Mercantilist trade policies have returned in a big, big way.

Dani Rodrik:

The liberal model views the state as necessarily predatory and the private sector as inherently rent-seeking. So it advocates a strict separation between the state and private business. Mercantilism, by contrast, offers a corporatist vision in which the state and private business are allies and cooperate in pursuit of common objectives, such as domestic economic growth or national power.

The mercantilist model can be derided as state capitalism or cronyism. But when it works, as it has so often in Asia, the model’s “government-business collaboration” or “pro-business state” quickly garners heavy praise. Lagging economies have not failed to notice that mercantilism can be their friend. Even in Britain, classical liberalism arrived only in the mid-nineteenth century – that is, after the country had become the world’s dominant industrial power.
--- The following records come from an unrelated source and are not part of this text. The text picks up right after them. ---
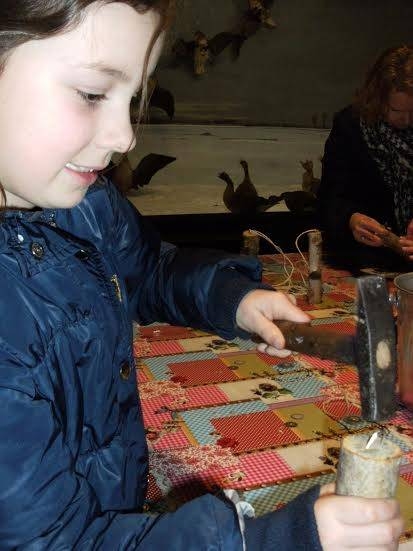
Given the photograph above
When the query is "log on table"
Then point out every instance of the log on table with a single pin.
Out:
(371, 472)
(315, 288)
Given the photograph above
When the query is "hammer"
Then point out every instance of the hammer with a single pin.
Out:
(372, 349)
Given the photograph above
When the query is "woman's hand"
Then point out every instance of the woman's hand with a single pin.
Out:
(407, 241)
(357, 523)
(256, 313)
(366, 230)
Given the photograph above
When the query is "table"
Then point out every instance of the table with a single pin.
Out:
(220, 414)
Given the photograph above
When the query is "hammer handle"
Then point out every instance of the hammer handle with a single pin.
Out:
(316, 341)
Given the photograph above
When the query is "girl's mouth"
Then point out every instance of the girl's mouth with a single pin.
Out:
(86, 175)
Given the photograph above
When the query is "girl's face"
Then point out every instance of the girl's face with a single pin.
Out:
(64, 105)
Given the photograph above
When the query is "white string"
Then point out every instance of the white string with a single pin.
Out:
(291, 268)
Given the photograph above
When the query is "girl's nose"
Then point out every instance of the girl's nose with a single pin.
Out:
(116, 133)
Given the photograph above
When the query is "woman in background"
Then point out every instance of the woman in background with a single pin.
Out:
(367, 176)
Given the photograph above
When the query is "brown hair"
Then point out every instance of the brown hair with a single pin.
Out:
(24, 20)
(392, 71)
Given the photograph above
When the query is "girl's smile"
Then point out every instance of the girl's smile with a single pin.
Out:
(64, 105)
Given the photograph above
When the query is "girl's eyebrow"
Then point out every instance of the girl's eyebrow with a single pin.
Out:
(107, 70)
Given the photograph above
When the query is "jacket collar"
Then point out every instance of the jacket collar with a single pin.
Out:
(35, 241)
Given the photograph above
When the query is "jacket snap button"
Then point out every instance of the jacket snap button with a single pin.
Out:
(82, 254)
(37, 250)
(125, 371)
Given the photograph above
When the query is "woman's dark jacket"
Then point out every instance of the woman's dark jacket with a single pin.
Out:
(350, 182)
(73, 454)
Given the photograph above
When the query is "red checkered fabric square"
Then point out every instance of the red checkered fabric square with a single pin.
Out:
(318, 363)
(201, 372)
(253, 431)
(171, 441)
(151, 406)
(346, 377)
(341, 327)
(408, 477)
(259, 468)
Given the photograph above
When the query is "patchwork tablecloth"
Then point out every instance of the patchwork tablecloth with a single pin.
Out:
(220, 414)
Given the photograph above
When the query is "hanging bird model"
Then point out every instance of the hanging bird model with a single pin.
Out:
(257, 16)
(201, 51)
(245, 199)
(126, 178)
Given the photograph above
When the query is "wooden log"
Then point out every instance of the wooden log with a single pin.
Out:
(404, 284)
(368, 472)
(315, 287)
(392, 241)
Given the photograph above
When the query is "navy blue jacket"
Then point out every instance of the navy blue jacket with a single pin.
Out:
(73, 455)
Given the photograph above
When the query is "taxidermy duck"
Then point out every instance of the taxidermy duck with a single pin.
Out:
(245, 199)
(299, 202)
(201, 51)
(126, 178)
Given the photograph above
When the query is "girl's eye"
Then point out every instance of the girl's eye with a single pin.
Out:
(91, 99)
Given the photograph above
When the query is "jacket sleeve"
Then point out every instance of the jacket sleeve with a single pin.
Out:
(292, 528)
(197, 287)
(341, 188)
(45, 504)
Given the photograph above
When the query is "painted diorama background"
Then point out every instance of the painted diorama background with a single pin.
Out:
(309, 64)
(266, 107)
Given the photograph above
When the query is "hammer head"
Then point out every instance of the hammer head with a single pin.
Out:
(375, 349)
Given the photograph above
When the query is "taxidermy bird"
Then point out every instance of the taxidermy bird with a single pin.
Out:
(310, 183)
(201, 51)
(299, 202)
(126, 178)
(157, 97)
(245, 199)
(254, 18)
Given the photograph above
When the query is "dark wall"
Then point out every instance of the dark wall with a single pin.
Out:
(310, 64)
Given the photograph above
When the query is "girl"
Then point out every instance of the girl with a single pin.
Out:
(77, 264)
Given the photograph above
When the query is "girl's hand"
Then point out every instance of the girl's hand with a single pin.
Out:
(366, 230)
(256, 313)
(357, 523)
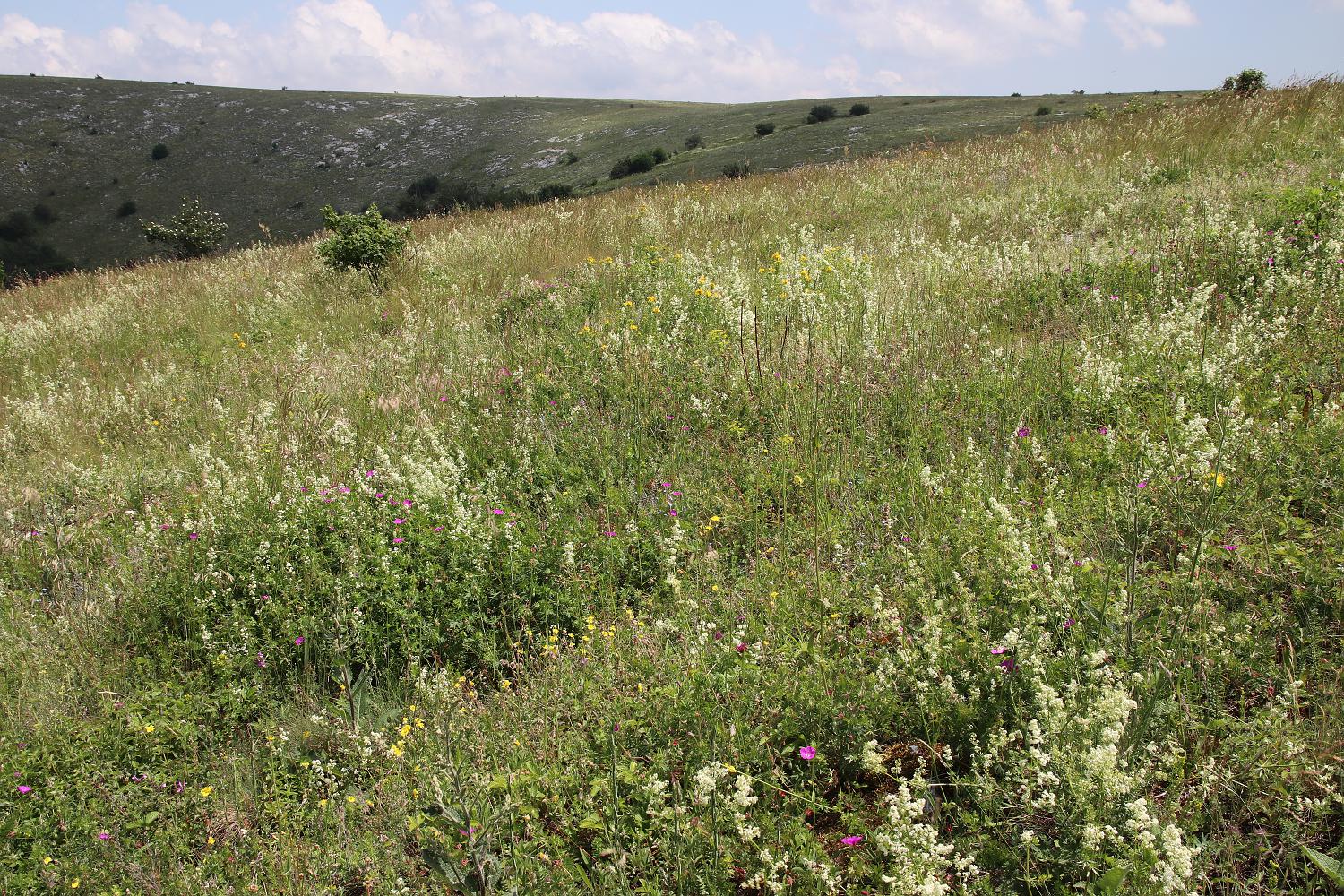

A second difference between the two models lies in whether consumer or producer interests are privileged. For liberals, consumers are king. The ultimate objective of economic policy is to increase households’ consumption potential, which requires giving them unhindered access to the cheapest-possible goods and services.

Mercantilists, by contrast, emphasize the productive side of the economy. For them, a sound economy requires a sound production structure. And consumption needs to be underpinned by high employment at adequate wages.

These different models have predictable implications for international economic policies. The logic of the liberal approach is that the economic benefits of trade arise from imports: the cheaper the imports, the better, even if the result is a trade deficit. Mercantilists, however, view trade as a means of supporting domestic production and employment, and prefer to spur exports rather than imports.

Today’s China is the leading bearer of the mercantilist torch, though Chinese leaders would never admit it  – too much opprobrium still attaches to the term.

I have three things to add.

First, states around the world including in the West, and especially America, have massively adopted corporatist domestic policies, even while spouting the rhetoric of free trade and economic liberalism publicly. One only has to look at the growth trend in American Federal spending to see that America has drifted further and further and further away from its free market rhetoric, and toward a centrally planned economy.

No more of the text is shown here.